Amazon: We're not out to destroy Royal Mail

Black Friday 2014: Amazon gears up for biggest ever day of orders as it defends delivery business

Amazon: We are not trying to destroy Royal Mail
Amazon employs 8,400 full-time staff in Britain Credit: Photo: Alamy

Amazon has been accused of many things in the last two years, including not paying its taxes, damaging the high street, and mistreating staff. But now it is also fighting claims that it is trying to destroy Royal Mail.

Shares in the postal service have slumped after it warned that parcel revenues are not growing as quickly as expected because Amazon has launched its own delivery service.

However, Christopher North, the boss of Amazon in the UK, has insisted the online US retailer has no intention of killing Royal Mail with its own delivery business Amazon Logistics.

“Amazon Logistics is not about replacing a carrier, it is about complementing,” North said in an interview ahead of Black Friday, which he expects to be Amazon’s biggest ever day in the UK.

“It is about expanding the total capacity in the UK for fast delivery. It is also about meeting the challenge of the peaks in our business. At this time of year, our business is doing many, many multiples of what we do in the rest of the year. That is something that no one carrier can meet. No one carrier can go from handling x volume to 20x volume over a period of just a month.

“So you need to complement them [the national carriers]. You can think of them as backbone service, not just Royal Mail but all the national carriers.”

Amazon Logistics was set up in the UK two years ago because, according to North, the company was concerned there was not enough delivery capacity to meet a sharp increase in online orders and a growing demand for next-day delivery.

Today, the business has 13 delivery hubs and two sorting centres, in Hemel Hempstead and Manchester. These sites organise Amazon’s packages and then pass them to vans to deliver to their destination.

The twist is that the staff and delivery vans belong to local and regional businesses, not Amazon. The company simply provides the technology and logistics, as the name of the business suggests, and acts as a platform for other delivery firms.

The problem for Royal Mail is that in the past these delivery firms, some of which only employ a handful of people, would never have been able to work with Amazon.

In total, 45 delivery firms are working with Amazon.

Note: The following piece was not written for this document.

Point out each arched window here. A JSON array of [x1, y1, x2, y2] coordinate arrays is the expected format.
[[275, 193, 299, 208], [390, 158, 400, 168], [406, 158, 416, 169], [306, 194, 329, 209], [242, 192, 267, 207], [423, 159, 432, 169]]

The US retailer declines to publicly reveal what proportion of its products are delivered through Amazon Logistics, but it is understood to reach close to 50pc some weeks.

However, North insists Amazon has no interested in pushing all its deliveries through Amazon Logistics.

“We are not going to do that,” North said. “The answer is you want to spread your volumes across multiple partners. You don’t want to have a single point of failure.”

The UK managing director said Amazon has a “great partnership” with Royal Mail. The companies have just announced a deal that will see Amazon install collection points in 10,500 post offices across the UK.

“These national carriers are well placed to thrive with the growth of ecommerce overall,” he said. “But it does mean that Royal Mail, and I can point to other carriers too, need to innovate to find ways to go faster, to provide more convenience to customers, and to experiment with different models of delivery like click-and-collect.”

North was speaking as Amazon gears up for Black Friday, which he predicted will generate more than 4.1m orders, the daily record for the company set on Cyber Monday last year.

“It is something we started in the UK, but I love the fact so many companies have jumped on the bandwagon because it makes it bigger for everyone,” North said.

“It has created a genuine excitement with consumers. We are going to be out there competing to make sure there is only one place customers have to visit, that every Black Friday deal customers want is on Amazon. But I am sure that is what all our competitors are going to do.”

Amazon has been planning Black Friday 2014 for a year and North said that he will “sleep a lot better” knowing the company has its own delivery network to help to deal with the surge in orders.

“I think we realised two years ago that the total demand in the UK for ecommerce in general, the increasing demand from Amazon as part of that, and this trend of customers wanting faster and faster deliver was actually threatening to exhaust the total capacity in the UK,” North said.

“It is always difficult to ask what would have happened otherwise, but I can say that I sleep a lot better knowing that we can complement the great work that our national carrier partners are doing with the capacity that the DSPs [delivery service partners] and Amazon Logistics are doing.”